Les commentaires hilarants, le jeu très arcade. Le bonheur.

Nights Into Dreams était magique. L’univers charmant, les musiques merveilleuses. C’était le jeu que je montrais aux détracteurs de la Saturn. «  T’as vu les effets de lumières ? T’as vu le monde en 3D totale ? » évidemment avec la mauvaise foi qui me caractérise:)
On avait le pack avec l’abominable pad, tout aussi injouable que de belle qualité. Je m’en moquais, il était chouette ce mauvais pad. Puis quand sa version Christmas est arrivée j’avais encore plus d’étoiles dans les yeux. C’est le jeu que sort quand j’ai le blues. Dix minutes de jeu et ça va mieux.

Sur le tard c’est Crows un beat them up complètement con et fort amusant, Keio Flying Squadron 2, un adorable jeu de plate-formes basé sur la licence du Shoot Them Up et Maccross Dimension Fortress un shoot them up assez moyen mais que j’aime particulièrement pour son ambiance.

Si il y a une déception c’est bien Burning Rangers. Le jeu est à mes yeux bâclé. La Saturn fait de forts jolis effets, mais l’ensemble n’est pas très fluide ni jouable. Bilan cette vitrine technique peine à convaincre. En fin de vie c’était de toute manière trop tard. Je pourrai citer le très mauvais Sonic R et le raté Sega Touring Car également.


10-Un petit mot sur notre portail Sega Legacy ?

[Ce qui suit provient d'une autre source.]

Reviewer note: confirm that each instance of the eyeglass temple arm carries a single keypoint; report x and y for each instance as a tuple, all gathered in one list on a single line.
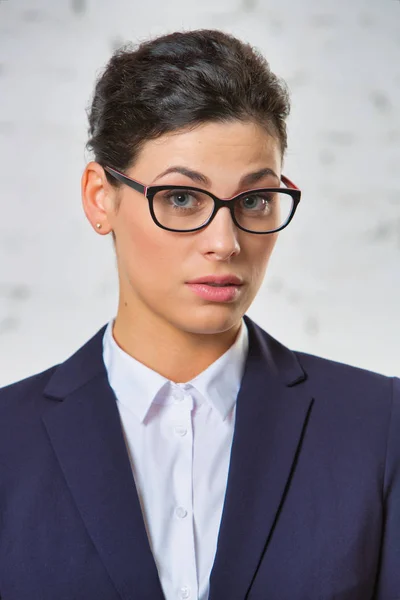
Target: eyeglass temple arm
[(288, 183), (136, 185)]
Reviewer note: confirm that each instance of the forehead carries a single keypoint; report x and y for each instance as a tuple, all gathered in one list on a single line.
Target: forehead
[(233, 144)]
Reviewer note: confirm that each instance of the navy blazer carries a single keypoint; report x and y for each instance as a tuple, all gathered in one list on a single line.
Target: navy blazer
[(312, 507)]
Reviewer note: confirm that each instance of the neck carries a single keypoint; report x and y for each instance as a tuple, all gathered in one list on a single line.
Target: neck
[(175, 354)]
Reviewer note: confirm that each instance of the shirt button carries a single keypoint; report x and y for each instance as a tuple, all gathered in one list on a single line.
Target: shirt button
[(184, 592), (180, 431), (181, 514), (178, 397)]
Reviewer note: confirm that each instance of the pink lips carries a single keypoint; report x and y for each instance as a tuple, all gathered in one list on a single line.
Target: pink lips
[(222, 288)]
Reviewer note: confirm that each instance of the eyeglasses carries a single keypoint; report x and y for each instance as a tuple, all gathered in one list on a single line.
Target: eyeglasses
[(185, 208)]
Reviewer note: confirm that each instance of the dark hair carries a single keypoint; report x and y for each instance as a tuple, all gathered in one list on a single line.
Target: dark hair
[(177, 81)]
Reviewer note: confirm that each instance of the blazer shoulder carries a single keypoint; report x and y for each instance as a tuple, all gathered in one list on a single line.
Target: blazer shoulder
[(349, 381)]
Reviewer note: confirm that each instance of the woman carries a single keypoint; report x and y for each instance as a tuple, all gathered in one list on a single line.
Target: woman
[(183, 452)]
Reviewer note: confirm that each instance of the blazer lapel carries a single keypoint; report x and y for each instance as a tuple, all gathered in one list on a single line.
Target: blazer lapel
[(86, 434), (272, 412)]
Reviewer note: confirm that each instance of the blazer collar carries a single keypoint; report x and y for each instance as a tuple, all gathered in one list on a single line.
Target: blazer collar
[(85, 431), (87, 362)]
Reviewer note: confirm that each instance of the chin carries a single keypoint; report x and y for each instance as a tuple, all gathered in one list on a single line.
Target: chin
[(210, 319)]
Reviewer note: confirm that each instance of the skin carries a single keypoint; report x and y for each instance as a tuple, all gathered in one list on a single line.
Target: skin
[(160, 321)]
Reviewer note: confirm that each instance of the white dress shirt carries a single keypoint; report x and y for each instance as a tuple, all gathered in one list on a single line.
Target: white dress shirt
[(179, 439)]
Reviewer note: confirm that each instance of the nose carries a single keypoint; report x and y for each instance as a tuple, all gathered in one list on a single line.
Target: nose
[(220, 237)]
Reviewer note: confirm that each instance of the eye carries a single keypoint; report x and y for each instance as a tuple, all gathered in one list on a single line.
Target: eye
[(255, 202), (180, 198)]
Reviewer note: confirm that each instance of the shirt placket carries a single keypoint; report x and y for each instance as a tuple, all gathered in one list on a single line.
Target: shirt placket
[(185, 571)]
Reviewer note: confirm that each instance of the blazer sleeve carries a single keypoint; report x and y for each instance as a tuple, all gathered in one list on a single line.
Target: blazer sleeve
[(388, 587)]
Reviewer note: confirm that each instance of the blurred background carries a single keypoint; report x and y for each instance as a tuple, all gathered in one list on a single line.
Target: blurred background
[(333, 285)]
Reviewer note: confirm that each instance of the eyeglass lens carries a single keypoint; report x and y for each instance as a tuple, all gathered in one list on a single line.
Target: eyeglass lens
[(261, 211)]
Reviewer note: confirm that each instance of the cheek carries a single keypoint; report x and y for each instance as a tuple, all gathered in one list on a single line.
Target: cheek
[(146, 252), (258, 253)]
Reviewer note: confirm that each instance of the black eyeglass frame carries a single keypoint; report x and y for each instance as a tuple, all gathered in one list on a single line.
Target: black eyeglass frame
[(150, 191)]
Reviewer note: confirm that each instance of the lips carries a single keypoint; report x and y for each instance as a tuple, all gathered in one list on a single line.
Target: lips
[(218, 280)]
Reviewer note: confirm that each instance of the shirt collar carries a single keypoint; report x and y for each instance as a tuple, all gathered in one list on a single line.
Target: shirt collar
[(137, 386)]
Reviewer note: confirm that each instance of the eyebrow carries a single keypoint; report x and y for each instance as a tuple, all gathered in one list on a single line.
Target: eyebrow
[(198, 177)]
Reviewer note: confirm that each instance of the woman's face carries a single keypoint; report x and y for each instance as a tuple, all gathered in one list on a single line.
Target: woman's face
[(155, 266)]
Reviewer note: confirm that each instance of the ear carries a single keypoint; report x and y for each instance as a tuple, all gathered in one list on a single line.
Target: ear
[(98, 198)]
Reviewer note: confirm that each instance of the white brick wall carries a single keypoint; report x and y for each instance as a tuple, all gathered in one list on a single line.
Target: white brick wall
[(333, 287)]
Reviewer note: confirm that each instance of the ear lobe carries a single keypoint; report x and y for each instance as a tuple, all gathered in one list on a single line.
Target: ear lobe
[(96, 198)]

Il est toujours plaisant de voir des amoureux de SEGA. Moi je suis amoureux de tout avec mes préférences. J’aime l’idée de vouloir un SEGA comme avant, et c’est ce traitement que je perçois dans votre site. 

One comment

  1. Super interview ! C’est en effet dommage que SEGA, qui sortait des jeux de qualité, n’ait pas eu la puissance commercial pour les imposer et quel dommage que ces projets n’est pas eu le succès qu’ils méritent. J’ai l’impression qu’on profite plus de ses perles avec le recul que lors de leur sortie. En même temps je ne suis pas le mieux placé pour affirmer ça ^_^;)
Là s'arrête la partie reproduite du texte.